Puis Martine sortit se promener. Elle alla à une grande plage prés de chez elle où elle put regarder des surfeurs dans leurs combinaisons de latex se débattre avec des vagues énormes. Des rouleaux d'eau. « Faudrait que j'arrête de surfer sur des textes trop gros pour moi, se dit-elle. » Sur les bords du rivage, des personnes ne cessaient de prendre des photos des surfeurs avec des appareils et des objectifs qui semblaient très sophistiqués.
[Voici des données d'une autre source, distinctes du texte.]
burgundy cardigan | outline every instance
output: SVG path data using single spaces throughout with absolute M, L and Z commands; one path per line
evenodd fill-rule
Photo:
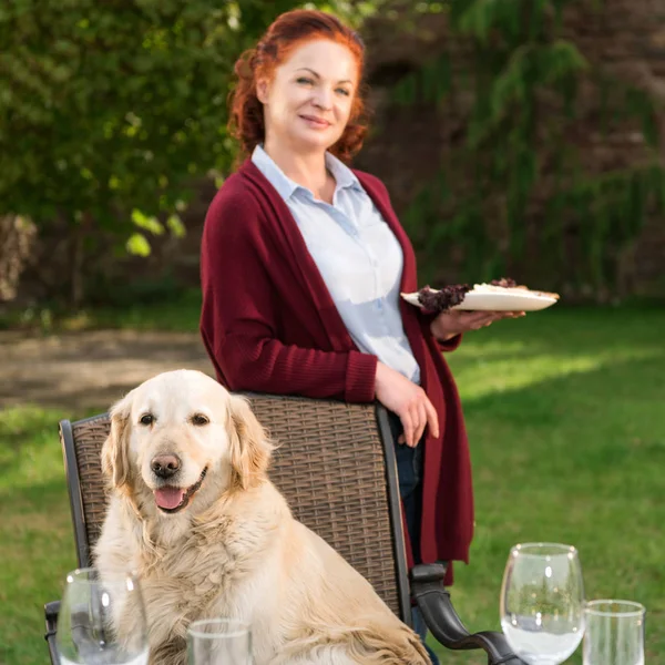
M 413 249 L 386 186 L 354 173 L 402 247 L 400 290 L 418 290 Z M 356 347 L 286 203 L 252 161 L 213 200 L 201 252 L 201 332 L 221 383 L 229 390 L 348 402 L 375 399 L 376 356 Z M 456 348 L 459 338 L 440 344 L 430 331 L 431 317 L 403 300 L 400 310 L 440 426 L 439 438 L 428 433 L 424 441 L 422 560 L 468 562 L 473 535 L 469 447 L 441 354 Z M 408 542 L 407 553 L 412 564 Z

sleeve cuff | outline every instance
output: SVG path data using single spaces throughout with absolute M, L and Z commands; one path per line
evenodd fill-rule
M 442 351 L 454 351 L 462 344 L 462 335 L 456 335 L 446 341 L 437 339 L 437 344 Z
M 375 399 L 377 357 L 349 351 L 345 383 L 345 399 L 351 403 L 368 403 Z

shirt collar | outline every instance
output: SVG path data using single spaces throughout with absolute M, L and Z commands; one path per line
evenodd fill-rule
M 277 193 L 284 201 L 290 198 L 296 190 L 304 190 L 308 192 L 303 185 L 294 182 L 288 177 L 279 166 L 275 163 L 273 157 L 263 149 L 262 145 L 257 145 L 252 153 L 252 162 L 255 166 L 268 178 L 270 184 L 277 190 Z M 356 174 L 335 155 L 329 152 L 326 153 L 326 167 L 332 174 L 332 177 L 337 182 L 337 190 L 356 188 L 361 190 L 360 182 L 356 177 Z
M 288 177 L 277 164 L 273 161 L 273 157 L 263 149 L 262 145 L 257 145 L 252 153 L 252 161 L 255 166 L 268 178 L 270 184 L 277 190 L 277 193 L 284 201 L 290 198 L 290 195 L 300 185 L 295 183 Z
M 337 182 L 338 190 L 361 188 L 356 174 L 334 154 L 326 153 L 326 167 Z

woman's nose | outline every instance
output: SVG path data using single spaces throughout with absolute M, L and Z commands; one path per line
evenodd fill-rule
M 319 89 L 314 95 L 314 104 L 319 109 L 330 109 L 332 104 L 332 95 L 329 90 Z

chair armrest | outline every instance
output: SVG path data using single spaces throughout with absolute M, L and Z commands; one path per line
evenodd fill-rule
M 502 633 L 469 633 L 443 586 L 444 575 L 446 565 L 441 563 L 419 564 L 411 569 L 411 595 L 432 635 L 447 648 L 483 649 L 489 665 L 524 665 Z
M 60 656 L 55 651 L 55 632 L 58 630 L 58 613 L 60 612 L 60 601 L 47 603 L 44 605 L 44 617 L 47 622 L 47 634 L 44 640 L 49 645 L 49 655 L 52 665 L 60 665 Z

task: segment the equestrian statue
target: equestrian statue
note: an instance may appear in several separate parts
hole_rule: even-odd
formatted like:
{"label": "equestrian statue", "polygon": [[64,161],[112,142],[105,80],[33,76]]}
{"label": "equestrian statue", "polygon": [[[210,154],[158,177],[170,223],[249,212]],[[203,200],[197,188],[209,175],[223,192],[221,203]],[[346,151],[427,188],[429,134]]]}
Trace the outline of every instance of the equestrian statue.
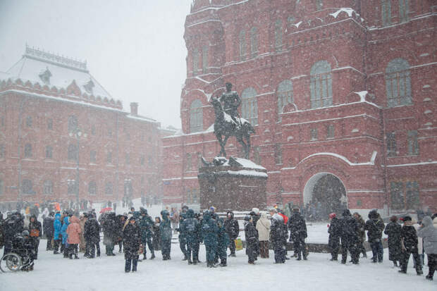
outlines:
{"label": "equestrian statue", "polygon": [[218,156],[226,156],[226,142],[230,137],[235,136],[242,146],[245,158],[249,159],[250,134],[254,133],[255,130],[249,121],[239,116],[238,106],[241,99],[236,92],[232,91],[232,84],[228,82],[226,86],[226,92],[219,99],[213,97],[211,100],[216,113],[214,133],[221,149]]}

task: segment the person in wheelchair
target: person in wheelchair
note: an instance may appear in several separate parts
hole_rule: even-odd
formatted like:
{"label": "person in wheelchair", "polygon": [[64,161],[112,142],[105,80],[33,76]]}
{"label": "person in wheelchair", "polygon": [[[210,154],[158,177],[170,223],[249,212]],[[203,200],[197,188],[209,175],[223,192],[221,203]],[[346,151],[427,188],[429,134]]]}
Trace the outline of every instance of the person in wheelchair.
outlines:
{"label": "person in wheelchair", "polygon": [[33,270],[35,244],[30,238],[29,231],[23,230],[13,237],[11,252],[15,252],[20,256],[23,264],[21,271]]}

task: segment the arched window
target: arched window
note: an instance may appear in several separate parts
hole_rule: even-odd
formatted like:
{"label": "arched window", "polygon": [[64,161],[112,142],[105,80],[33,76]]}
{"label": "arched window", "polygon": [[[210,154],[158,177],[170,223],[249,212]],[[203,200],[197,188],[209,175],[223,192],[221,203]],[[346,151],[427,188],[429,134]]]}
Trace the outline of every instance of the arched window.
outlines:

Les touristes étaient de retour. Il se mit pleuvoir sérieusement et Martine rentra chez elle comme sur un nuage. Elle trouva alors sur une étagère « Enfantasques » de Claude Roy édité dans la collection mille soleils de Gallimard et illustré de collages de Claude Roy lui-même, collages qui ressemblent de loin à ceux de Marx Ernst. « Voilà, se dit Martine, exactement ce dont j'ai besoin » et elle commença à lire au hasard :
«  La clef des champs
Qui a volé la clef des champs ?
La pie voleuse ou le geai bleu ?
Qui a perdu la clef des champs ?
La marmotte ou le hoche-queue ?
Qui a trouvé la clef des champs ?
Le lièvre brun ? Le renard roux ?
Qui a gardé la clef des champs ?
Le chat, la belette ou le loup ?
Qui a rangé la clef des champs ?
La couleuvre ou le hérisson ?
Qui a touché la clef des champs ?
La musaraigne ou le pinson ?
Qui a perdu la clef des champs ?
Le porc-épic ? Le renard roux ?
Qui a volé la clef des champs ?
Ce n'est pas moi, ce n'est pas vous.
Elle est à personne et partout
La clef des champs, la clef de tout. »


Martine s'endormit et fit de beaux rêves.